3
votes

Consider a collection with the following documents:

{ 
  name: "John Doe",
  emails: [
    { 
      value: "[email protected]", 
      isValid: true, 
      isPreferred: true 
    }
  ]
},
{ 
  name: "John Doe",
  emails: [ 
    { 
       value: "[email protected]",
       isValid: false,
       isPreferred: false
    },
    { 
       value: "[email protected]",
       isValid: true,
       isPreferred: true
    } 
  ]
}

There should be no users with the same valid and preferred emails, so there is a unique index for that:

db.users.createIndex( { "emails.value": 1 }, { name: "loginEmail", unique: true, partialFilterExpression: { "emails.isValid": true, "emails.isPreferred": true } } )

Adding the following email to the first document triggers the unique constraint violation:

{
  name: "John Doe",
  emails: [
   { 
     value: "[email protected]",
     isValid: false,
     isPreferred: false
   }
  ]
}

Caused by: com.mongodb.MongoCommandException: Command failed with error 11000 (DuplicateKey): 'E11000 duplicate key error collection: profiles.users index: loginEmail dup key: { emails.value: "[email protected]", emails.isValid: false, emails.isPreferred: false }' on server profiles-db-mongodb.dev:27017. The full response is {"ok": 0.0, "errmsg": "E11000 duplicate key error collection: profiles.users index: loginEmail dup key: { emails.value: "[email protected]", emails.isValid: false, emails.isPreferred: false }", "code": 11000, "codeName": "DuplicateKey", "keyPattern": {"emails.value": 1, "emails.isValid": 1, "emails.isPreferred": 1}, "keyValue": {"emails.value": "[email protected]", "emails.isValid": false, "emails.isPreferred": false}}

As I can understand, this happens because the filter expression is applied to the collection, not to the embedded documents, so although being somewhat counterintuitive and unexpected, the index behaves as described.

My question is how can I ensure partial uniqueness without having false negatives?

1

1 Answers

2
votes

TLDR: You cant.

Let's understand why it's happening first, maybe then we'll understand what can be done. The problem originates due to a combination of two Mongo features.

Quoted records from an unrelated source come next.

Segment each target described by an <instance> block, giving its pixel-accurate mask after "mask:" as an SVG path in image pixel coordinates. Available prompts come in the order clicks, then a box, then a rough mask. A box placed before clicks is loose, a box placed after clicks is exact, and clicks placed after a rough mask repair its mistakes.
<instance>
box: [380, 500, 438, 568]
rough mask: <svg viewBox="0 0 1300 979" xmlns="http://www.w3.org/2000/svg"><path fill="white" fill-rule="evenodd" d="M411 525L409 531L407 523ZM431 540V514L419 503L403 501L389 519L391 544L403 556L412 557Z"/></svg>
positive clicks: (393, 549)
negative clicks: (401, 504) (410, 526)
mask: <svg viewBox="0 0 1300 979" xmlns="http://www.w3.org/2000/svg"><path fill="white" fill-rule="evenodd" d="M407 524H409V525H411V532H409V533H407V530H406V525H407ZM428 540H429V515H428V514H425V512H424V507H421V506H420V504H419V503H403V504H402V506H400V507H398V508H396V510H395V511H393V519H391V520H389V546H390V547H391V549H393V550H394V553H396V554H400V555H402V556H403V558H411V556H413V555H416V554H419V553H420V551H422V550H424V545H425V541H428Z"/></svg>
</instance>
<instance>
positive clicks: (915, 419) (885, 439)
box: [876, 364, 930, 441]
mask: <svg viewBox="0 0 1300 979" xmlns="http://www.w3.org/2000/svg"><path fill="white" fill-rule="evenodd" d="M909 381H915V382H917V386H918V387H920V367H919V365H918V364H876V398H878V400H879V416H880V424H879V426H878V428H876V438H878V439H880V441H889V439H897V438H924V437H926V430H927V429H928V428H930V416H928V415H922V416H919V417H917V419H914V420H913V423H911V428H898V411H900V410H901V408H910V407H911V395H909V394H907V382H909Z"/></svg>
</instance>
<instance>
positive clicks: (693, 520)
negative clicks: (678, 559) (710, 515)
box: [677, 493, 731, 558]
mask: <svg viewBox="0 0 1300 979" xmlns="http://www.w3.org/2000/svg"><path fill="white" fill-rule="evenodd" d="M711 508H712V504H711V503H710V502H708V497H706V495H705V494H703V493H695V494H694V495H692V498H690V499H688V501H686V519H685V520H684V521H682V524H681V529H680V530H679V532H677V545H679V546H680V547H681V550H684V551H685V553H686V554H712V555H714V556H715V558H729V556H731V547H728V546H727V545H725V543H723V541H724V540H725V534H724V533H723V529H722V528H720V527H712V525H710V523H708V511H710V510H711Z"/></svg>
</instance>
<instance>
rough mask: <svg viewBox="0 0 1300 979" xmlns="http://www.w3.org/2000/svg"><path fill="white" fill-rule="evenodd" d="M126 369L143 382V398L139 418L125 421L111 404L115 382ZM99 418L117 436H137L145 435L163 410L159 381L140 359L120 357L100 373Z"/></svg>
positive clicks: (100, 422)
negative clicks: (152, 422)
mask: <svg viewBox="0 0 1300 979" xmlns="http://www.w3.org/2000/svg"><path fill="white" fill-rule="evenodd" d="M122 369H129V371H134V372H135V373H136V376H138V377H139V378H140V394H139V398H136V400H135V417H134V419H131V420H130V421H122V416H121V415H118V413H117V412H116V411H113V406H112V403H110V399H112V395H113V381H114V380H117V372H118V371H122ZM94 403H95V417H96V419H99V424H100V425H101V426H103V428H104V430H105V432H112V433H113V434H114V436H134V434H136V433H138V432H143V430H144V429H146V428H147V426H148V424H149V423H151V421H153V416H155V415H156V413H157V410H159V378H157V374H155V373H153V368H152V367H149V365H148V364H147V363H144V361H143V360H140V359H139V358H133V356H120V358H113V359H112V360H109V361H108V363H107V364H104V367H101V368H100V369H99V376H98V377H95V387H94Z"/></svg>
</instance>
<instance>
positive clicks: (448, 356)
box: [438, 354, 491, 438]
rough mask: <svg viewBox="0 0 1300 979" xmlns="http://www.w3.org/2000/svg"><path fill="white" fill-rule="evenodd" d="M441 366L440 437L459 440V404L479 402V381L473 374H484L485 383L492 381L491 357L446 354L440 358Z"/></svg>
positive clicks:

  1. the dot notation syntax. The dot notation syntax allows you to query subdocuments in arrays at ease ("emails.isPreferred": true). However when you want to start using multiple conditions for subdocuments like in your case you need to use something like $elemMatch sadly the restrictions for partialFilterExpression are quite restrictive and do not give you such power. Which means even docs with emails such as:
{
    "_id": ObjectId("5f106c0e823eea49427eea64"),
    "name": "John Doe",
    "emails": [
        {
            "value": "[email protected]",
            "isValid": true,
            "isPreferred": false
        },
        {
            "value": "[email protected]",
            "isValid": false,
            "isPreferred": true
        }
    ]
}

Will be indexed. So ok, We will have some extra indexed documents in the collection but still apart from (falsely) increasing index size you still hope it might work, but it doesn't due to point 2.

  1. multikey indexes:

MongoDB uses multikey indexes to index the content stored in arrays. ... , MongoDB creates separate index entries for every element of the array.

So when you create an index on an array or on any field of a sub document in an array Mongo will "flatten" the array and create a unique entry for each of the documents. and in this case it will create a unique index for all emails in the array.

So due to all these "features" and the restrictions of the partial filter syntax usage we can't really achieve what you want.

So what can you do? I'm sure you're already thinking of possible work arounds through this. A simple solution would be to maintain an extra field that will only contain those isValid and isPreferred emails. then a unique sparse index will do the trick.